First, you can create a Fuzzfile blast.fz
with the contents above using the text
editor of your choice.
You can start start this workflow using the CLI by running the following command:
$ fuzzball workflow start blast.yaml
Workflow "8ae68827-4bce-45c6-ab0c-9f086a8052fb" started.

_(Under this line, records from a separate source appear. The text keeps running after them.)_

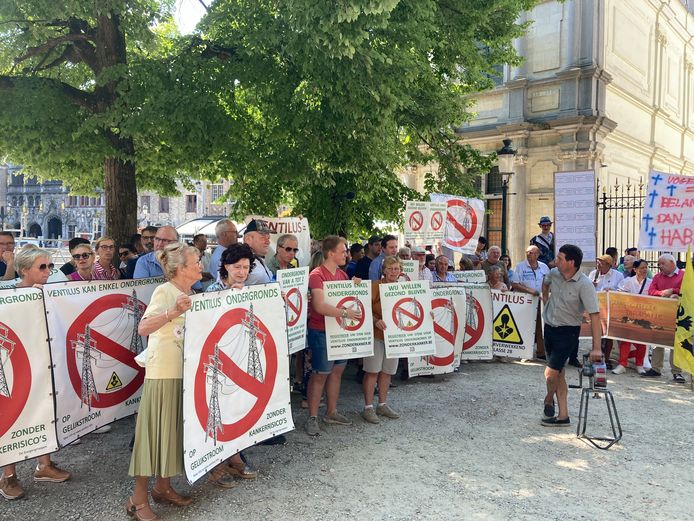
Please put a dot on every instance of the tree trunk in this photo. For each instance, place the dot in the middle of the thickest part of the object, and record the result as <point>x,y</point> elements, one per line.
<point>120,191</point>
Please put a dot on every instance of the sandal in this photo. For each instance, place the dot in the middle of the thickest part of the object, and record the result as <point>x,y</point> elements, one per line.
<point>220,478</point>
<point>140,512</point>
<point>172,497</point>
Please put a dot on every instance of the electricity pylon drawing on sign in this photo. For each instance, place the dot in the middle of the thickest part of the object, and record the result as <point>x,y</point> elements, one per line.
<point>250,322</point>
<point>215,378</point>
<point>471,315</point>
<point>85,344</point>
<point>450,311</point>
<point>135,309</point>
<point>6,345</point>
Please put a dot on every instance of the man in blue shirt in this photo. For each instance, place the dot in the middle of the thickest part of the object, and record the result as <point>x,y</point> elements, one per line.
<point>389,248</point>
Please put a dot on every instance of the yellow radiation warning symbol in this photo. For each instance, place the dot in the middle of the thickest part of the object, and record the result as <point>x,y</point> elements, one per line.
<point>114,382</point>
<point>505,328</point>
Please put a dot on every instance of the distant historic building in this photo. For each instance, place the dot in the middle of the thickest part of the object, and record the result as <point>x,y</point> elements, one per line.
<point>606,85</point>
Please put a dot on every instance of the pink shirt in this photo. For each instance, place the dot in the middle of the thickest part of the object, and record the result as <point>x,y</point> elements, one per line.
<point>315,281</point>
<point>662,282</point>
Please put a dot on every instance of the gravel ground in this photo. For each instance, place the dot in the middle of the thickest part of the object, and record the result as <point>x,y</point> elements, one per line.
<point>468,446</point>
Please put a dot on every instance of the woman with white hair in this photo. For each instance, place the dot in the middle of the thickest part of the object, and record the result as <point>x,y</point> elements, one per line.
<point>158,447</point>
<point>34,266</point>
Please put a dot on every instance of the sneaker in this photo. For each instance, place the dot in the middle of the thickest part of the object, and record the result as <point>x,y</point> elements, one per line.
<point>10,488</point>
<point>548,411</point>
<point>336,419</point>
<point>554,422</point>
<point>651,373</point>
<point>51,473</point>
<point>312,427</point>
<point>370,415</point>
<point>385,410</point>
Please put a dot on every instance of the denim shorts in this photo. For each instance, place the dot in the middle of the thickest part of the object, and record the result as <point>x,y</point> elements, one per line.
<point>560,342</point>
<point>319,353</point>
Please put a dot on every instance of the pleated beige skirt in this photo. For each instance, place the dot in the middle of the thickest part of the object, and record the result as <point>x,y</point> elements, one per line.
<point>158,449</point>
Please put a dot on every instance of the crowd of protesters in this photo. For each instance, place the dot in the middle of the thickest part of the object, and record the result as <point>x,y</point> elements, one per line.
<point>157,450</point>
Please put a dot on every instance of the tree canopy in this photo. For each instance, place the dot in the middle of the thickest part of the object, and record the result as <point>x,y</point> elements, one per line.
<point>297,102</point>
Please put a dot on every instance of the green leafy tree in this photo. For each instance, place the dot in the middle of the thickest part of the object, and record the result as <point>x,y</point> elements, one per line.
<point>348,92</point>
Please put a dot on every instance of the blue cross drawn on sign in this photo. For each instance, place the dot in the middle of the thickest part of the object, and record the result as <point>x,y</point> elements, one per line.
<point>652,195</point>
<point>648,220</point>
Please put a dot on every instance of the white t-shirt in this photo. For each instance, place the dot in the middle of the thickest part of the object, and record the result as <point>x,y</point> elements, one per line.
<point>608,281</point>
<point>530,278</point>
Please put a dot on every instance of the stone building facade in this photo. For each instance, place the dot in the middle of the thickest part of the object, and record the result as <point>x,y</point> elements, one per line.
<point>606,85</point>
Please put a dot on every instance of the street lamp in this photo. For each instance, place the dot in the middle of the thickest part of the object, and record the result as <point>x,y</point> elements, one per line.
<point>506,156</point>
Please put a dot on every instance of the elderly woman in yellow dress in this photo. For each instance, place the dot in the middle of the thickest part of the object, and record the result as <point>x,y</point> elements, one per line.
<point>158,448</point>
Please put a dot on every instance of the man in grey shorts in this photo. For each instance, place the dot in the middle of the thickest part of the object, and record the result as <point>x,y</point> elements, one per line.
<point>567,294</point>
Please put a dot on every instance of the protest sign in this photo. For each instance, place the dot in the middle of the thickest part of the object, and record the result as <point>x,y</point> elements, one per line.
<point>410,270</point>
<point>424,221</point>
<point>27,411</point>
<point>407,313</point>
<point>514,324</point>
<point>641,318</point>
<point>667,223</point>
<point>294,284</point>
<point>448,306</point>
<point>348,338</point>
<point>235,374</point>
<point>94,340</point>
<point>282,225</point>
<point>464,221</point>
<point>472,277</point>
<point>478,322</point>
<point>575,211</point>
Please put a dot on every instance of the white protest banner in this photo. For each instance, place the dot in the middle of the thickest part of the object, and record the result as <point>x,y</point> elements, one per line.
<point>424,221</point>
<point>464,221</point>
<point>514,323</point>
<point>448,306</point>
<point>575,211</point>
<point>472,276</point>
<point>478,322</point>
<point>294,284</point>
<point>407,313</point>
<point>94,340</point>
<point>410,270</point>
<point>416,221</point>
<point>349,338</point>
<point>667,223</point>
<point>235,374</point>
<point>27,411</point>
<point>283,225</point>
<point>55,276</point>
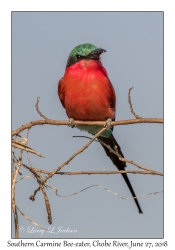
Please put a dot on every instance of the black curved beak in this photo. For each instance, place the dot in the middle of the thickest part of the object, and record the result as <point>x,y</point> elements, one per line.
<point>94,55</point>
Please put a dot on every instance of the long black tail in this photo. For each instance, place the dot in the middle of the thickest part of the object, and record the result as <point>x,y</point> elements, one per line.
<point>119,164</point>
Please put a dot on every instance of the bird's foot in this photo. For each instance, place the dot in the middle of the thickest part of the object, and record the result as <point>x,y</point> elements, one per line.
<point>108,123</point>
<point>71,123</point>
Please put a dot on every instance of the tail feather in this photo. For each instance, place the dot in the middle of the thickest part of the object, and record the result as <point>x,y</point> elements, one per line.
<point>119,164</point>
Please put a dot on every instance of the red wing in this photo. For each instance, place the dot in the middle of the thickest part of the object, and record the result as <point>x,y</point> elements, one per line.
<point>112,99</point>
<point>61,93</point>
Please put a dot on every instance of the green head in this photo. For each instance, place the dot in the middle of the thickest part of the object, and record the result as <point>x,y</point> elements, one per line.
<point>84,51</point>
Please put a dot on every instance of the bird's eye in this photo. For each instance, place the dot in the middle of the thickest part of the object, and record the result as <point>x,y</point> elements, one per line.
<point>78,57</point>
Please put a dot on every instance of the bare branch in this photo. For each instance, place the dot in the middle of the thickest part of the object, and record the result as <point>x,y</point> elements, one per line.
<point>75,154</point>
<point>102,123</point>
<point>14,176</point>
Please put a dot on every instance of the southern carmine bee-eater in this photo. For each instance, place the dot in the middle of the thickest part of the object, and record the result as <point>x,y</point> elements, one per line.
<point>87,94</point>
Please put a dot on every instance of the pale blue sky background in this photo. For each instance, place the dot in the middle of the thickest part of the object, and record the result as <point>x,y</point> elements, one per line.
<point>41,43</point>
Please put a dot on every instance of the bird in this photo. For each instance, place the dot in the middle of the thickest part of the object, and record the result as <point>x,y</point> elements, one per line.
<point>87,94</point>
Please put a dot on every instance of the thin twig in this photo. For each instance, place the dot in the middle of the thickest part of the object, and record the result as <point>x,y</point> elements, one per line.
<point>108,190</point>
<point>102,123</point>
<point>75,154</point>
<point>124,159</point>
<point>17,144</point>
<point>33,222</point>
<point>14,176</point>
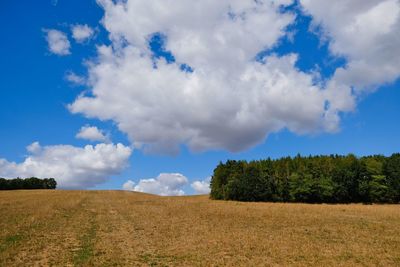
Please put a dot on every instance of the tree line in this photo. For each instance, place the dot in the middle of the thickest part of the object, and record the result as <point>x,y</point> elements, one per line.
<point>313,179</point>
<point>27,183</point>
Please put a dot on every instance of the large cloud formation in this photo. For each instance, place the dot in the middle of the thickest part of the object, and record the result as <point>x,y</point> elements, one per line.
<point>366,33</point>
<point>227,99</point>
<point>73,167</point>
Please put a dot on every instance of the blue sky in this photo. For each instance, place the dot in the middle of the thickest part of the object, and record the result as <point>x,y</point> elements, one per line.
<point>35,94</point>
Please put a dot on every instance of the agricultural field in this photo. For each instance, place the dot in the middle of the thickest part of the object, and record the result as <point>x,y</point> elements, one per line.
<point>118,228</point>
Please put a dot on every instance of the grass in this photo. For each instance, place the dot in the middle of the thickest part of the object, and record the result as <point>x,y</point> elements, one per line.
<point>116,228</point>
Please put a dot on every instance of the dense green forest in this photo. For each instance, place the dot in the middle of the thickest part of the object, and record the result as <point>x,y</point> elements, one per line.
<point>313,179</point>
<point>28,183</point>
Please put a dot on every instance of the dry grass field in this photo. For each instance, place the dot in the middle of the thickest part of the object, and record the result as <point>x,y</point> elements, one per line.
<point>116,228</point>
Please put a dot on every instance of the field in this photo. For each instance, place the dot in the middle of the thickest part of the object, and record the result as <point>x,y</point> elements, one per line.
<point>117,228</point>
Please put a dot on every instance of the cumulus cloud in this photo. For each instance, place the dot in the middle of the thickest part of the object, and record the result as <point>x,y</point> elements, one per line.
<point>92,133</point>
<point>82,33</point>
<point>58,42</point>
<point>129,185</point>
<point>73,167</point>
<point>228,101</point>
<point>165,184</point>
<point>75,79</point>
<point>202,187</point>
<point>366,34</point>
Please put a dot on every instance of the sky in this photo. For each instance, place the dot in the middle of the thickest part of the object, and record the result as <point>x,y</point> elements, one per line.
<point>151,95</point>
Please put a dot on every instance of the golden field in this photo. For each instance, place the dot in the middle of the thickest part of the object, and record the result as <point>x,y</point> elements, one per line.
<point>117,228</point>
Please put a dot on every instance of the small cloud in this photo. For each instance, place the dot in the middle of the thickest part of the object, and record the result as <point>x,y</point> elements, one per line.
<point>58,42</point>
<point>82,33</point>
<point>165,184</point>
<point>34,148</point>
<point>129,185</point>
<point>92,133</point>
<point>75,79</point>
<point>202,187</point>
<point>72,167</point>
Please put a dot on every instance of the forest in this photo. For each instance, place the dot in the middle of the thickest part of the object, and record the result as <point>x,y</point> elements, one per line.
<point>312,179</point>
<point>27,183</point>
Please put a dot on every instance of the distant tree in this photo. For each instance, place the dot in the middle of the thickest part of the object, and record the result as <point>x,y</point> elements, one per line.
<point>27,183</point>
<point>312,179</point>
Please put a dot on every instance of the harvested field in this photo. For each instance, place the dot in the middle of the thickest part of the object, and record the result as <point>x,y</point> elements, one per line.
<point>117,228</point>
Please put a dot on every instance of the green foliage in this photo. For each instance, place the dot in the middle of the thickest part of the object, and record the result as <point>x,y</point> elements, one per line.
<point>28,183</point>
<point>313,179</point>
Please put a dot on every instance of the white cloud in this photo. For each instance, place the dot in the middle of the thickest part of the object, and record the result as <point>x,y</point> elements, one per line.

You can monitor the workflow’s status by running the following command:
$ fuzzball workflow describe <workflow uuid>
Name: blast.yaml
Email: bphan@ciq.co
UserId: e554e134-bd2d-455b-896e-bc24d8d9f81e
Status: STAGE_STATUS_FINISHED
Created: 2024-06-18 09:37:23AM
Started: 2024-06-18 09:37:23AM
Finished: 2024-06-18 09:44:21AM
Error:
Stages:
KIND | STATUS | NAME | STARTED | FINISHED
Workflow | Finished | 8ae68827-4bce-45c6-ab0c-9f086a8052fb | 2024-06-18 09:37:23AM | 2024-06-18 09:44:21AM
Volume | Finished | blast-volume | 2024-06-18 09:37:24AM | 2024-06-18 09:37:45AM
Image | Finished | docker://ncbi/blast:2.12.0 | 2024-06-18 09:37:24AM | 2024-06-18 09:41:20AM
Job | Finished | create-dirs | 2024-06-18 09:41:35AM | 2024-06-18 09:41:40AM
Job | Finished | retrieve-query-sequence | 2024-06-18 09:41:56AM | 2024-06-18 09:42:04AM
Job | Finished | retrieve-database-sequences | 2024-06-18 09:41:58AM | 2024-06-18 09:42:06AM
Job | Finished | make-blast-database | 2024-06-18 09:42:21AM | 2024-06-18 09:42:28AM
Job | Finished | run-blast | 2024-06-18 09:43:38AM | 2024-06-18 09:43:45AM
File | Finished | file://results/blastp.out -> | 2024-06-18 09:44:00AM | 2024-06-18 09:44:05AM
| | s3://co-ciq-m... |
You can view outputs logged by the workflow using the fuzzball workflow log
command and provide the
workflow UUID and job name. For example, executing the following command, will output logs from job
make-blast-database
in the workflow:
$ fuzzball workflow log <workflow uuid> make-blast-database
Building a new DB, current time: 06/18/2024 16:42:26
New DB name: /data/fasta/nurse-shark-proteins
New DB title: Nurse shark proteins
Sequence type: Protein
Keep MBits: T
Maximum file size: 1000000000B
Adding sequences from FASTA; added 7 sequences in 0.244187 seconds.